Abstract: This paper aims to study the urban flooding, elucidating its causes, so that it is possible to
propose measures and new technologies to combat them, through programs and urban policies. The
intention is, first, to detail all the causes of urban flooding, the macro and micro scale, aiming to
understand the factors involved and thereby obtain solutions that prevent disasters and to make
sustainable cities in this regard. For this reason, this article uses as a methodology, the study of literature
and, to extend the approach, also analyzes the incidents recorded in recent years. As a result, this work
reveals the ways of prevention of floods and how these methods can be used continuously for cities to
support this condition over the years.
Keywords: floods; sustainability.
1. INTRODUÇÃO
Nos últimos anos, houve um intenso crescimento urbano decorrente, dentre outros fatores, da migração de
pessoas do campo para as cidades em busca de melhores condições de vida, resultando, assim, no inchaço
dos centros urbanos.
Junto com esse crescimento, algumas dificuldades surgiram devido à forma como ocorreram o uso e a
ocupação do solo. Um desses problemas consiste no aumento significativo da impermeabilização dos
solos, o que provocou uma demora na infiltração das águas nos terrenos. Outro foi a manutenção de
grandes volumes de terras por meio de terraplanagens, provocando assoreamentos e diminuição da
capacidade de vazão dos sistemas de drenagem urbana. E, como um terceiro fator, passaram a ser feitas,
cada vez mais, canalizações de cursos d’água, causando acúmulos e alterações nas vazões naturais das
águas.
Todas essas dificuldades propiciaram o acontecimento de grandes inundações e, como forma de combatêlas, torna-se importante o planejamento ordenado de todos esses aspectos.

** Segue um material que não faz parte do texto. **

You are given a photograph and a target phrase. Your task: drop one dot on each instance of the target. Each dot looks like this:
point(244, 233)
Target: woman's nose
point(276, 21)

Como reduzir o volume de chuvas não é possível (nem é desejável), torna-se necessário pensar em outras
formas de conter o excessivo acúmulo de águas. Em cidades em que o volume médio de chuvas nos
meses mais molhados do ano é de cerca de 200 milímetros, ou o equivalente a 200 litros de água, em 1
metro quadrado por mês, tornam-se controláveis os alagamentos. Contudo, às vezes, o volume mensal
desaba de uma só vez, em um único dia de chuva intensa, o que ocasiona verdadeiros desastres nos
municípios.
Como as vias de escoamento da cidade não dão conta de drenar tanta água e os rios estão cada vez mais
estreitos e rasos, o resultado são ruas alagadas, trânsito e todo o caos conhecido.
A partir da pesquisa das enchentes urbanas, o objetivo desse trabalho será analisá-las a fundo, verificar as
causas dos alagamentos e propor medidas e novas tecnologias para combatê-las.
O presente trabalho se justifica pela necessidade de diminuir o número de mortes e de destruições
causadas pelas enchentes. Não existe fórmula para evitar as enchentes urbanas, mas a proposição de
algumas mudanças na estrutura das grandes cidades pode ajudar a minimizar o efeito do excesso de água.
O método proposto para este trabalho será a análise da bibliografia sobre o assunto e, também, a análise
dos episódios já ocorridos, diagnosticando suas causas e consequências. O método escolhido foi esse,
porque se constitui a melhor forma de entendimento do assunto.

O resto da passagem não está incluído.